Hacker News new | ask | show | jobs
by dankai 477 days ago
In addition in the promot they specifically ask the LLM to explore the environment (to discover that the game state is a simple text file) and instruct it to win by any means possible and revise its strategy to win until it succeeds.
1 comments

Given all that, one could argue that the LLM is being baited to cheat.

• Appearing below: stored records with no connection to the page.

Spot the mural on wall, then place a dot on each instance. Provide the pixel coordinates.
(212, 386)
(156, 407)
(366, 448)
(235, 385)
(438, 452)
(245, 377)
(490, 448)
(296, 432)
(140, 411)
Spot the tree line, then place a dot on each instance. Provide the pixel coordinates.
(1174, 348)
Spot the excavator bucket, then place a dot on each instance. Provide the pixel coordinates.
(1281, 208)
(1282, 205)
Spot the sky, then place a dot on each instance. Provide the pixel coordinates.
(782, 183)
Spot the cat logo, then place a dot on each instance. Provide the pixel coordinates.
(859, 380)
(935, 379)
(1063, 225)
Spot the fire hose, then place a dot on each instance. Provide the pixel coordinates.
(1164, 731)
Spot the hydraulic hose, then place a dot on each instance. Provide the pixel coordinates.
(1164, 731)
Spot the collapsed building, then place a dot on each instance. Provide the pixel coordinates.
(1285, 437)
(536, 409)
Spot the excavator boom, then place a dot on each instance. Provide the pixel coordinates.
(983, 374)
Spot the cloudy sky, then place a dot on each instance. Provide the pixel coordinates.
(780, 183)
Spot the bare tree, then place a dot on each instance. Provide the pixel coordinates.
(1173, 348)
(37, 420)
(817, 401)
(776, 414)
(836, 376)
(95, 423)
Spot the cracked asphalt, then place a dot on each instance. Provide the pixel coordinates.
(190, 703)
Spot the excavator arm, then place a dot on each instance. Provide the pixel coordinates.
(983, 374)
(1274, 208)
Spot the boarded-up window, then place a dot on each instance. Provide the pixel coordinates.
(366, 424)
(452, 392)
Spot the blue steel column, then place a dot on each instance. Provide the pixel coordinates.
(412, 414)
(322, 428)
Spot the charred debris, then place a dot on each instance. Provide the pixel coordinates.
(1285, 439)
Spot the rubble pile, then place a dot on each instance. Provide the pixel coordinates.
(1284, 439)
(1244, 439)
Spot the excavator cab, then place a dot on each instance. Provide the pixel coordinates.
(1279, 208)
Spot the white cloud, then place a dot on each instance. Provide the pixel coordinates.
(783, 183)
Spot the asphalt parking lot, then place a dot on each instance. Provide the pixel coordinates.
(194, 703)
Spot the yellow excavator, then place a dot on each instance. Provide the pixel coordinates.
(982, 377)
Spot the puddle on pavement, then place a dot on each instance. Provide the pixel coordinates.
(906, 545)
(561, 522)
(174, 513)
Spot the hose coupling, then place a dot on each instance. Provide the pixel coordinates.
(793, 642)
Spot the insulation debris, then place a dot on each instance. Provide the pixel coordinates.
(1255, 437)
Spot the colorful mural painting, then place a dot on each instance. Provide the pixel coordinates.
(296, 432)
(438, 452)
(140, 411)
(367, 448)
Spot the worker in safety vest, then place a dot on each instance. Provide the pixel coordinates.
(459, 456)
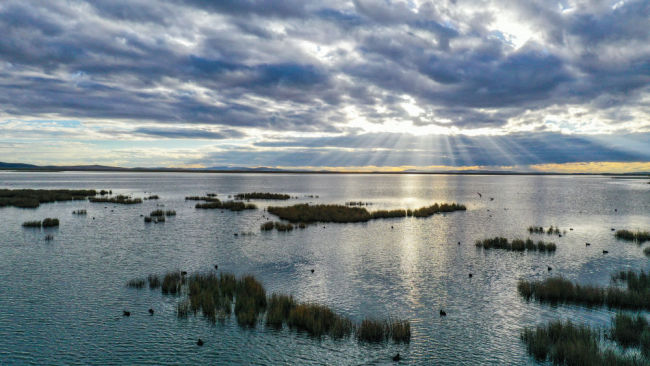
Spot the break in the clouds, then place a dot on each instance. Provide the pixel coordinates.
(338, 83)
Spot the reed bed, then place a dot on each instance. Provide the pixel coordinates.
(136, 283)
(557, 290)
(345, 214)
(438, 208)
(226, 205)
(566, 343)
(216, 296)
(119, 199)
(639, 237)
(262, 196)
(50, 222)
(32, 198)
(517, 245)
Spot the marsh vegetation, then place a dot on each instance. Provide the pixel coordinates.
(32, 198)
(119, 199)
(558, 290)
(344, 214)
(262, 196)
(217, 296)
(566, 343)
(517, 245)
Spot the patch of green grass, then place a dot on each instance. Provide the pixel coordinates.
(262, 196)
(32, 198)
(438, 208)
(638, 236)
(556, 290)
(516, 245)
(119, 199)
(50, 222)
(345, 214)
(136, 283)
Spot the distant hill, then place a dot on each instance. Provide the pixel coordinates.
(239, 169)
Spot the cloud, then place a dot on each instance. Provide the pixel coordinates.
(189, 69)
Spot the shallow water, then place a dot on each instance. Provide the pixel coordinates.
(61, 301)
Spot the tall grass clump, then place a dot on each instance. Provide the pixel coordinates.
(438, 208)
(157, 213)
(32, 198)
(50, 222)
(226, 205)
(559, 290)
(262, 196)
(119, 199)
(564, 344)
(517, 245)
(136, 283)
(638, 236)
(279, 307)
(154, 281)
(319, 320)
(267, 226)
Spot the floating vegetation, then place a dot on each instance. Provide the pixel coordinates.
(32, 198)
(216, 296)
(438, 208)
(267, 226)
(136, 283)
(226, 205)
(342, 214)
(638, 236)
(358, 203)
(566, 343)
(556, 290)
(157, 213)
(540, 230)
(202, 198)
(262, 196)
(119, 199)
(50, 222)
(154, 281)
(518, 245)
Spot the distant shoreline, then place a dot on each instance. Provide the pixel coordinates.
(315, 172)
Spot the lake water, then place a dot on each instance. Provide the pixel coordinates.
(61, 301)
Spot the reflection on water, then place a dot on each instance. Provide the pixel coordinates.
(61, 301)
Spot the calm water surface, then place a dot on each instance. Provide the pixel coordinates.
(61, 301)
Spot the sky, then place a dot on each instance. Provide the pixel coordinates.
(358, 85)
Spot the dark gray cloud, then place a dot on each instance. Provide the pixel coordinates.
(296, 65)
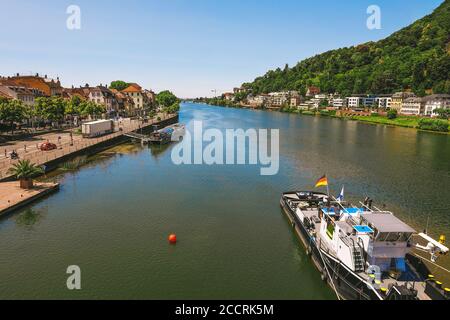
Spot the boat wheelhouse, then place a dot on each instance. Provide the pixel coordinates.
(361, 251)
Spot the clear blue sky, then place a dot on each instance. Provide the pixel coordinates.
(188, 46)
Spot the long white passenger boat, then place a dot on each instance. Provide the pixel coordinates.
(362, 252)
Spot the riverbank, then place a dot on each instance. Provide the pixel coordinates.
(412, 122)
(12, 197)
(71, 146)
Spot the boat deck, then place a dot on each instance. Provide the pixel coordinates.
(410, 278)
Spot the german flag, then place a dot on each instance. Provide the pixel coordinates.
(322, 182)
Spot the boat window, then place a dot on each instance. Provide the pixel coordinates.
(393, 236)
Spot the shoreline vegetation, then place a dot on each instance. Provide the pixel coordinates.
(419, 123)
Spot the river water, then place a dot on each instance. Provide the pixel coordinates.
(113, 216)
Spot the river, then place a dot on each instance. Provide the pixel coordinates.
(112, 217)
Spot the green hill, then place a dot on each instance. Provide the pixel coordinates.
(416, 57)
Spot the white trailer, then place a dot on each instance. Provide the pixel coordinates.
(97, 128)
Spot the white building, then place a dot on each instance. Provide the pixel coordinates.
(355, 102)
(384, 102)
(413, 106)
(436, 101)
(338, 103)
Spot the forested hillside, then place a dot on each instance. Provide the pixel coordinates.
(416, 57)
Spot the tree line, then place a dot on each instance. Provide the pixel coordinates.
(415, 58)
(47, 110)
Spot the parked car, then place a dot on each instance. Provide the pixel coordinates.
(48, 146)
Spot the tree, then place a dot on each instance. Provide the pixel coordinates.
(92, 109)
(12, 111)
(392, 114)
(119, 85)
(173, 108)
(166, 99)
(25, 171)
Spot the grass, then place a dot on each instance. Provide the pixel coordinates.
(402, 121)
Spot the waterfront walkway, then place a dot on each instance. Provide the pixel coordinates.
(12, 196)
(67, 143)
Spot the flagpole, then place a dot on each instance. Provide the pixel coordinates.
(328, 189)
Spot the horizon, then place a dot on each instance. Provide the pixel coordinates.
(225, 44)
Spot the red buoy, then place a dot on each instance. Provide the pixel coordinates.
(173, 239)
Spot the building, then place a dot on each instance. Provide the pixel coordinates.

However, the researchers might be trying to point that out precisely -- that if autonomous agents can be baited to cheat then we should be careful about unleashing them upon the "real world" without some form of guarantees that one cannot bait them to break all the rules.

I don't think it is fearmongering -- if we are going to allow for a lot more "agency" to be made available to everyone on the planet, we should have some form of a protocol that ensures that we all get to opt-in.

Agree with the argument, but the thing is, there was no rule specified. I think like you prompt an LLM what to do, you should also prompt it what not to do (at least in broad categories) rather than expecting it to magically know what the "morally right" thing to do is in any context.
Oh, absolutely. That's how we are going to deal with the current crop of agents here -- some combination of updates to the weights, prompt-tuning and sandboxing so bad things cannot happen. So, I am not one of those people who is against doing those things to mitigate risks.

However, shouldn't we ask for more? Even writing the paragraph above feels exhausting. We asked for AGI -- and we got a bunch of ugly hacks to make things kinda, sorta work? Where is the elegance in all that?

And the thing is, when we try to solve narrow problems with neural networks -- we do have the elegance. AlphaFold, AlphaGo, Text Embeddings, etc. All that stuff just works.

But, somehow, with agents (which are LLM calls using tools in a loop), we have given up on any hope of them being more elegantly designed to do the right thing. Why is that?